Rudyard Kipling
02 Novembre 2023

So Mote It Be et Ainsi soit-il ?

Un article proposé par le frère Patrick Buffe de Meridian 4106, Londres.

 

Les prières, que ce soit au cours de la tenue ou lors des grâces récitées aux agapes, se terminent rituellement par « Ainsi-soit-il ».

Certaines loges préfèrent utiliser le terme hébreu « Amen ».

Il en va de même dans les loges de la GLUA qui pratiquent le rituel Émulation dans sa langue d’origine, c’est à dire l’anglais. Cependant, si nos Frères anglais utilisent souvent l'expression «so mote it be », la plupart d’entre eux ont depuis longtemps cessé de se demander ce qu’elle signifie en fait, car cette expression est totalement inconnue en dehors de la Maçonnerie et incompréhensible pour un profane.

Est-ce une autre façon de dire Amen et, sinon, quelle est la différence ?

Lewis Carroll dans « Through the looking glass » (De l’autre côté du miroir) Humpty Dumpty dit d’un ton méprisant :

 «Quand j'utilise un mot, cela signifie juste ce que je veux dire - ni plus ni moins ».

Cela pourrait s’appliquer au mot « mote » dans l’expression « so mote it be ».

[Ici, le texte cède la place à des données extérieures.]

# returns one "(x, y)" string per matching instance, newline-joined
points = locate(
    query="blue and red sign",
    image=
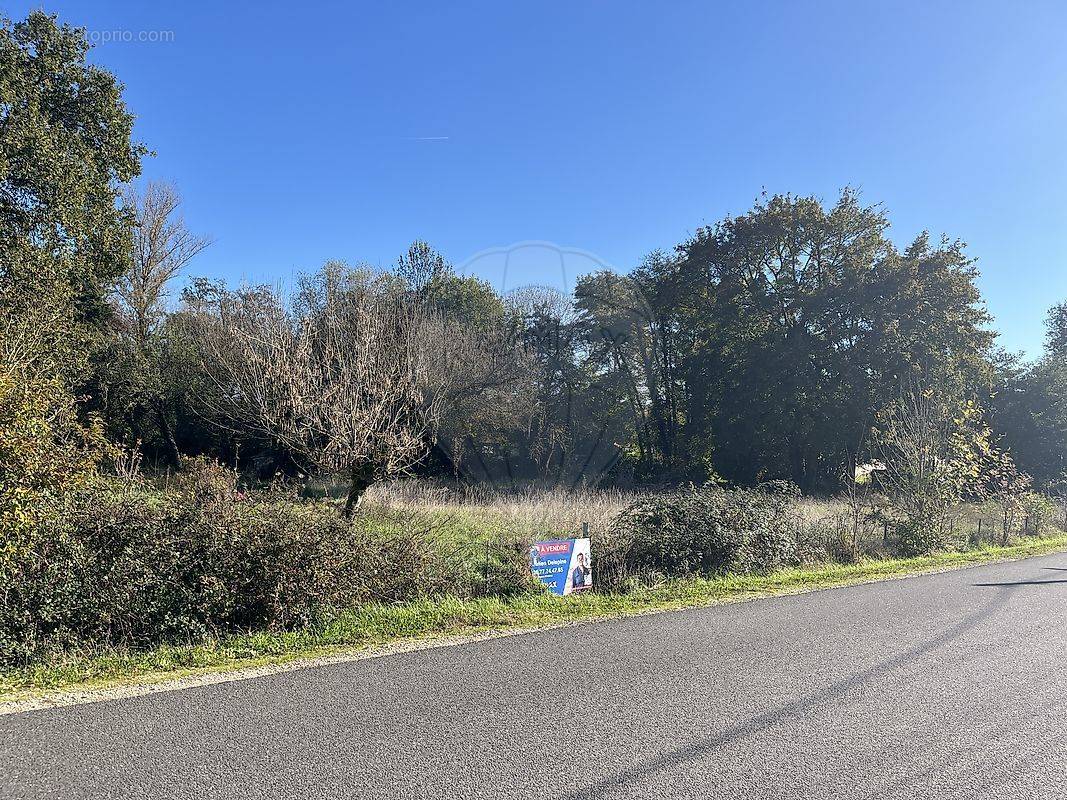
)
(564, 565)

« Mote » en anglais contemporain signifie une poussière (en particulier lors ce qu’elle est reçue dans l’œil), et, pour les médiévistes savants seulement, désigne une sonnerie particulière de cor de chasse ou de clairon militaire, ou encore la « motte » sur laquelle est érigée un château féodal.

L’étude attentive de l’anglais médiéval montre que ce mot (mote) a été utilisé comme une alternative utile aux mots could, would et surtout may ou must, c’est à dire respectivement : pourrait, voudrait, peut ou doit.

Ces deux dernières significations pourraient enfin nous indiquer la bonne direction.

Ainsi cette expression signifie « ainsi doit-il être » ou « ainsi puisse-t-il être » ou enfin « ceci est nécessaire ». La traduction actuelle : « ainsi soit-il » est donc tout à fait convenable. Il existe de bonnes preuves historiques que « Amen » et «so mote be» étaient utilisés par la Guilde des Compagnons Maçons dès le XIVe siècle, et que la pratique médiévale souvent combinait les deux. Le manuscrit Regius, peut-être notre premier document maçonnique, cite par exemple :

Amen, amen, so mot hyt be
Say we so  alle for charyte

Amen, amen, qu'il en soit ainsi,
Ainsi disons nous tous pour la charité.

L’expression «so mote it be», que l’on peut voir à l’avant dernière ligne du fac-simile ci-dessus, pourrait signifier simplement «il doit en être ainsi» ou «qu'il en soit ainsi» mais, de manière déconcertante, c'est aussi le sens d'Amen.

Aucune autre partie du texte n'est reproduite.